At any rate these represent my early influences. I've taken some classes in high school, college, and kept my hand in art making off and on since childhood. I took a long break and spent a long time studying and playing music, starting with folk and blues and moving into jazz a little bit. My main instrument was the harmonica (harmonicas). I dabbled in guitar, piano, tried saxophone for a short period of time.
Since about 2004, I have participated in Naropa University's Community Art Studio (http://tinyurl.com/Naropa-U-CAS). Here is a quote from the Naropa University web page about their Community Art Studio, from their Mission Statement.
'One week after 9/11, the Naropa Community Art Studio within the Art Therapy program
was created with the intention of a curriculum-driven cultivation of the socially engaged
art therapist. During a studio practicum in the first year, students learn how to design,
create and finance a community-based studio.'
'The guiding vision behind this long-term project has been to provide a safe place for
various marginalized members of the Boulder community to gather and create art together.
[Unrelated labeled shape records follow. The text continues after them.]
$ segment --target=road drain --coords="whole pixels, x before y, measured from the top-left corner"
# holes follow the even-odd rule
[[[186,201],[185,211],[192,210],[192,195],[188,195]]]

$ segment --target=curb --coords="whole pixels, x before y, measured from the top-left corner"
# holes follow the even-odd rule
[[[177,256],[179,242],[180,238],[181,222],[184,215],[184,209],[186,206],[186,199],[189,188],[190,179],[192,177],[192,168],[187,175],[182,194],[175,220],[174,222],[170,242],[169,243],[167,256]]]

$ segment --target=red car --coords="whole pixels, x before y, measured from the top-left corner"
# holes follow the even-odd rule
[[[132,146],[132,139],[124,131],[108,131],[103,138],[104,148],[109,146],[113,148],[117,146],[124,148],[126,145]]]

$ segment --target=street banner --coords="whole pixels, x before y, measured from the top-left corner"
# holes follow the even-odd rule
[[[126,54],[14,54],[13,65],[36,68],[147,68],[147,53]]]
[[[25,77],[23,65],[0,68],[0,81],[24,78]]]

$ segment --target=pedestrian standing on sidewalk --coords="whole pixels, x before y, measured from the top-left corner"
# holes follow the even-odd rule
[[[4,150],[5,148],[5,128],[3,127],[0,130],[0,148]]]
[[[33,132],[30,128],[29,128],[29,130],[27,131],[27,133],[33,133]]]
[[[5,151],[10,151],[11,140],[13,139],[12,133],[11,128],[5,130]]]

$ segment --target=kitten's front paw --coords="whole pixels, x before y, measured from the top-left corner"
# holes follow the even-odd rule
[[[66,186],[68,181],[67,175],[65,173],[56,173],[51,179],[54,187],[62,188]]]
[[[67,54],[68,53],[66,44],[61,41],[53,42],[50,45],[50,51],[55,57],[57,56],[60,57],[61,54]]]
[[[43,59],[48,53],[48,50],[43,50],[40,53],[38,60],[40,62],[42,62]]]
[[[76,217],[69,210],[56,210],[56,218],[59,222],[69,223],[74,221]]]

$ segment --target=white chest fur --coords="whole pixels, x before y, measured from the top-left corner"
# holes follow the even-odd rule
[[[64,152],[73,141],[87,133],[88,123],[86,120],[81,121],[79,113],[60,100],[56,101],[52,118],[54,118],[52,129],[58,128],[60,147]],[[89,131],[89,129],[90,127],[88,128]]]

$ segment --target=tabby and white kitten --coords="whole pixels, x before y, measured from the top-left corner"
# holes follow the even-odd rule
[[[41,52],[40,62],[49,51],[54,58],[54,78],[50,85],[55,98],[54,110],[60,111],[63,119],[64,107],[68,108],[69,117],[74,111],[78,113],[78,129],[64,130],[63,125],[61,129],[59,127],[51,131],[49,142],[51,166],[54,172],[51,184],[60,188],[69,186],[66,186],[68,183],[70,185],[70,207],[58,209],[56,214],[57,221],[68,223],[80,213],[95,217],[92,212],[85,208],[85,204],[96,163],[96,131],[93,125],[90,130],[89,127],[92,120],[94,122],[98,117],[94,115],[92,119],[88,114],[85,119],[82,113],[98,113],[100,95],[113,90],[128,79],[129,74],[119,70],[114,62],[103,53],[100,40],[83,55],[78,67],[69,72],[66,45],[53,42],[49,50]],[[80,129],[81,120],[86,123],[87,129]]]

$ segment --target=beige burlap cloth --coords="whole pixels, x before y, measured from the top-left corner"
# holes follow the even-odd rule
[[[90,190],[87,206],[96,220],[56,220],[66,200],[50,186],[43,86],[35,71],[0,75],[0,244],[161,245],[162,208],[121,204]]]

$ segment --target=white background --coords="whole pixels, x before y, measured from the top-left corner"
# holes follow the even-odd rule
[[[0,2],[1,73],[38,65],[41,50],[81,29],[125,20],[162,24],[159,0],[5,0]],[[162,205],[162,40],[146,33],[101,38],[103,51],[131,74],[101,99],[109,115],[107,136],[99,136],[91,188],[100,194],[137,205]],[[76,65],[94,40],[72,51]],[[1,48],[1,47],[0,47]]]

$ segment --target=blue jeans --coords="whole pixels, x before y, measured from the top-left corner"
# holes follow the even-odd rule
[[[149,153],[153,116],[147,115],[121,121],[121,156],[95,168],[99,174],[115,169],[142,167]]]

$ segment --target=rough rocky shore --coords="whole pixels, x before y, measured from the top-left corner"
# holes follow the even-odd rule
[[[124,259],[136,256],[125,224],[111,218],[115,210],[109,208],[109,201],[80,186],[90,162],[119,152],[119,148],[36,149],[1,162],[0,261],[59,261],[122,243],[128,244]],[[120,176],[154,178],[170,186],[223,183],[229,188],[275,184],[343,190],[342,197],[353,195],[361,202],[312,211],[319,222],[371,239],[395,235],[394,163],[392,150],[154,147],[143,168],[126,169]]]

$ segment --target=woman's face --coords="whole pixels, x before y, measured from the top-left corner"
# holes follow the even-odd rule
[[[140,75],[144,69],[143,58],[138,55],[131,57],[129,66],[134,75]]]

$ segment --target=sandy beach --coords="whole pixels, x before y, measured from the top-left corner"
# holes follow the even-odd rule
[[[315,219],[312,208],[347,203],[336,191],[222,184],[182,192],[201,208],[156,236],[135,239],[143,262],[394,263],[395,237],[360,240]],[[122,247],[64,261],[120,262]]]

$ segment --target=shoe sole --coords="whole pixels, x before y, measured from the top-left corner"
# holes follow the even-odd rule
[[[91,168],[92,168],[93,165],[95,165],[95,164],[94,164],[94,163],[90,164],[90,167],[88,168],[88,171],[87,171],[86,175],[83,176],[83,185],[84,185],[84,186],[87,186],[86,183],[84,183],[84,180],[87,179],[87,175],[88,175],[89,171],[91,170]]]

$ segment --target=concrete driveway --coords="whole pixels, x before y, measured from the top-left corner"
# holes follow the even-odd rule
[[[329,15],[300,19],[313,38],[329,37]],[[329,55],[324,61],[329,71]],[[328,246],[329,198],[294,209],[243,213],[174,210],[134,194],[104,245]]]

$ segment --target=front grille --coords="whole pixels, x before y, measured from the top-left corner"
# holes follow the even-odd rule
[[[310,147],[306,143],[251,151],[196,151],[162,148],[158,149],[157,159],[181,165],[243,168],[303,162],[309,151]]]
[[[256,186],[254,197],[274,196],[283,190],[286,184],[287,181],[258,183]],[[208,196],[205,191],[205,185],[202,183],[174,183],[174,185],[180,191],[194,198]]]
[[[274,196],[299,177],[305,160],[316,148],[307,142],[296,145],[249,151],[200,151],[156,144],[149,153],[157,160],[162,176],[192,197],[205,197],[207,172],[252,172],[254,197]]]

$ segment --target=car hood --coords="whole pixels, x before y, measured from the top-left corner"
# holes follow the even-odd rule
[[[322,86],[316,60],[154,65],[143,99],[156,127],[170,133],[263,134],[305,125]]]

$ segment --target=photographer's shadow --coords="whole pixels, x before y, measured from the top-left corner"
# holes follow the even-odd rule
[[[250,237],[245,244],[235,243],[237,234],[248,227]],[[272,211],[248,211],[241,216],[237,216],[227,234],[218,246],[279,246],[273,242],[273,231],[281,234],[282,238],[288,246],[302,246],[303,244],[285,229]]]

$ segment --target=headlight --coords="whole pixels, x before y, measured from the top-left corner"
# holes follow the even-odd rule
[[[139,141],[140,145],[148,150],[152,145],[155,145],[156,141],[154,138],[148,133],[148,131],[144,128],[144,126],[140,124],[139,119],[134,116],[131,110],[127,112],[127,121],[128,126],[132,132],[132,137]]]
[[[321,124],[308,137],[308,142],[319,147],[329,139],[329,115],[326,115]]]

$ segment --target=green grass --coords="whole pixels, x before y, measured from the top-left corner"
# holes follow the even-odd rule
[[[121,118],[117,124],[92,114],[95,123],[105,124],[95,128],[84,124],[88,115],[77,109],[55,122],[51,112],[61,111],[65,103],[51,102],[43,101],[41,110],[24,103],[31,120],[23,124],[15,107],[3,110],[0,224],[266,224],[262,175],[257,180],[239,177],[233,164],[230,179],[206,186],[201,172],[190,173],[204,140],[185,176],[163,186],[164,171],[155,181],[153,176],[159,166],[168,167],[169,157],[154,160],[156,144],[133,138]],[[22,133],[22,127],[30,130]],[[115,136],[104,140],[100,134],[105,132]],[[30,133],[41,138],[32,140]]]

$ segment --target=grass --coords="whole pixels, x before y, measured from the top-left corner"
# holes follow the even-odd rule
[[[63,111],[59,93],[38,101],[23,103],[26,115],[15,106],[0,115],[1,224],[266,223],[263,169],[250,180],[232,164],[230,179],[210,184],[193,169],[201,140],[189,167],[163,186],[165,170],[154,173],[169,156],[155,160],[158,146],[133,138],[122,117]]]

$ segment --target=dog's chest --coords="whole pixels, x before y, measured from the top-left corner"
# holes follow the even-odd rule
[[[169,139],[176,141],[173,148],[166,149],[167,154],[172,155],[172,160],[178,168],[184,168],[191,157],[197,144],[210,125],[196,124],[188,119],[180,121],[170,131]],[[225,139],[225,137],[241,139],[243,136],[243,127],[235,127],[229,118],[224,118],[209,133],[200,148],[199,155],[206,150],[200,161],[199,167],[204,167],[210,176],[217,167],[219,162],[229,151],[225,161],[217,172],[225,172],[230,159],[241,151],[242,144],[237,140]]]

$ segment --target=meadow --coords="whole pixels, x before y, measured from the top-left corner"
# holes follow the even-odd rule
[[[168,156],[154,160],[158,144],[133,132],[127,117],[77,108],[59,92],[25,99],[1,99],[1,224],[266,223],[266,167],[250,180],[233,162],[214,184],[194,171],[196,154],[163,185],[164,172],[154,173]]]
We have tried to attract people who would not have access to a large studio space or direct
contact with the humanizing practice of engaging in creative, artistic behavior in community.'
Through this Community Art Studio environment, my love for visual art grew and took hold of my heart and it won't let go. Participation in the studio, with the group of people, many of whom started with me around 2004, is now a life affirming habit that I cannot seem to do without.
It has without any effort at all of the Art Therapy Students, and their teachers, my art mentors, I have experienced a spontaneous occupational art therapy from my own activity in simply making art. Perhaps this is my miracle, as I write this, I wonder.